Christmas Eve 2019

I still find the Christmas Season wonderful and I am the type of person to wish people “Merry Christmas,” unless I know that they celebrate a different holiday; and I don’t do it for spite, but because I so enjoy the time of year.  From the time that I was a child and my parents would take to the downtown Hudson’s store to visit the Toyland and to talk to Santa Claus, it was always special.  Even my Favorite Daughter was remembering those days when she was a child, and she could not remember where I had taken her.  For years we used to go to a friend of the family who celebrated with the traditional Italian way of seafood in all sorts of creations.  Nowadays, one of my Bride’s sisters like to through the party, especially since both of her sons would be home from school.

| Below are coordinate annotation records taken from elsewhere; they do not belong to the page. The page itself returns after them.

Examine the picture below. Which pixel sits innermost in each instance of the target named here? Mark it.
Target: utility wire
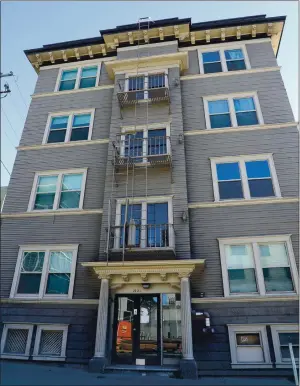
(23, 99)
(5, 167)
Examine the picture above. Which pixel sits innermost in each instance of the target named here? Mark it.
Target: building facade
(152, 212)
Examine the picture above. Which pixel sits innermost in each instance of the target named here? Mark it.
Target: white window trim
(145, 74)
(253, 328)
(58, 327)
(60, 174)
(8, 326)
(70, 115)
(275, 330)
(44, 275)
(243, 174)
(144, 202)
(230, 98)
(78, 76)
(145, 129)
(258, 270)
(221, 50)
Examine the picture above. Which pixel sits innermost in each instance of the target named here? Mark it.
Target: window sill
(48, 358)
(8, 356)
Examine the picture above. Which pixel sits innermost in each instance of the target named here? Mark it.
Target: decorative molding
(74, 91)
(52, 213)
(64, 144)
(242, 129)
(230, 73)
(279, 200)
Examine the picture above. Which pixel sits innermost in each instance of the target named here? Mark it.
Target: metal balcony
(142, 241)
(153, 151)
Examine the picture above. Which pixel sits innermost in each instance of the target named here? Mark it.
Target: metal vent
(51, 343)
(16, 340)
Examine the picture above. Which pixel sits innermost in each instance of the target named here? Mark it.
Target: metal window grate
(51, 343)
(16, 340)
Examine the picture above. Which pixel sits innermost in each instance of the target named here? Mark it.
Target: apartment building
(152, 213)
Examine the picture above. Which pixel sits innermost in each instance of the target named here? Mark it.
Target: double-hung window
(258, 266)
(223, 60)
(45, 271)
(232, 111)
(78, 78)
(61, 190)
(285, 338)
(244, 177)
(69, 127)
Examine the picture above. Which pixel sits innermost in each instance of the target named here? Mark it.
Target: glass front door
(137, 330)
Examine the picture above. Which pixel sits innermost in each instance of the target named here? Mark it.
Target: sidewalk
(15, 373)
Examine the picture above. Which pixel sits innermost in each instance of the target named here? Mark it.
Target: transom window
(45, 272)
(61, 190)
(249, 177)
(76, 78)
(232, 111)
(76, 126)
(258, 266)
(223, 60)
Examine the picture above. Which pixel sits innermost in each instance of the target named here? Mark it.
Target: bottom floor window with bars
(16, 340)
(50, 342)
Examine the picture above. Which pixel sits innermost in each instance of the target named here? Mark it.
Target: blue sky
(31, 24)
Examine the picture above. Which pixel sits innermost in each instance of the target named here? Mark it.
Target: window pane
(244, 104)
(218, 107)
(80, 134)
(258, 169)
(29, 283)
(56, 136)
(248, 118)
(289, 337)
(59, 123)
(236, 65)
(211, 57)
(228, 171)
(69, 74)
(81, 120)
(278, 279)
(69, 200)
(72, 182)
(261, 188)
(47, 184)
(67, 85)
(87, 82)
(32, 262)
(89, 72)
(58, 283)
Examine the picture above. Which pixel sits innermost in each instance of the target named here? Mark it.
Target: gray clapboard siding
(283, 143)
(27, 163)
(208, 224)
(272, 96)
(83, 230)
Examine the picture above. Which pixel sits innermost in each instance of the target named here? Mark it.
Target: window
(258, 266)
(78, 78)
(45, 271)
(56, 191)
(75, 126)
(16, 340)
(50, 342)
(232, 111)
(148, 224)
(244, 177)
(223, 60)
(283, 336)
(249, 346)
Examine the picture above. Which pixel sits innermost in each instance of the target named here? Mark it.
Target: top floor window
(78, 78)
(223, 60)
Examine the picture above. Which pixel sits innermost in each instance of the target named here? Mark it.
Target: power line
(5, 167)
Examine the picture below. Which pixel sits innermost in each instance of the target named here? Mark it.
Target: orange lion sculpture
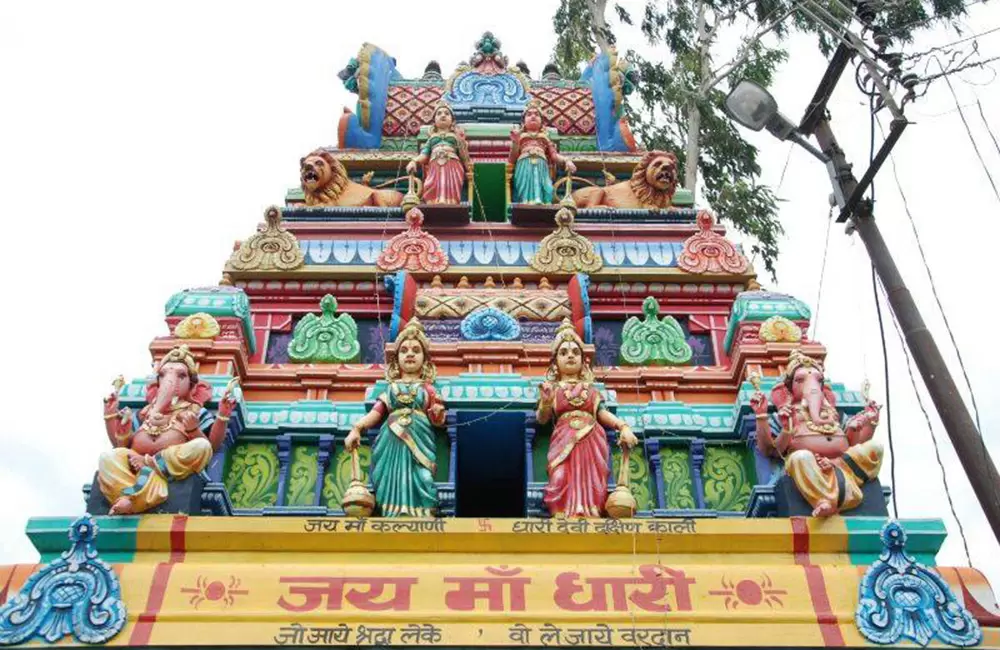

It was an elaborate dinner, but the timing of the dishes was off, so you had to go back for different entrées as they were finished.  Instead of deep-frying a turkey, this year my Brother-in-Law did the turkey out on the porch in a “hot air” roaster, as that is the best of what I understood.  There was also a spiral cut ham that was in the oven, and I guess that the temperature control, kept getting jostled from all the crowd and the cooks in the oven, so the timing was also off on this dish.  There was also a large tenderloin that was suffering the same maladies as the ham, and thankfully a meat thermometer saved the day for the roast, though some Medium Rare was raw for that cut of meat, of course one could always put the meat back in the oven to burn it, if necessary.  As for the appetizers, salads, sides and desserts, there was not a problem and an abundance to choose from.   Though at my age, I have finally taught my eye, that it is not as big as my stomach.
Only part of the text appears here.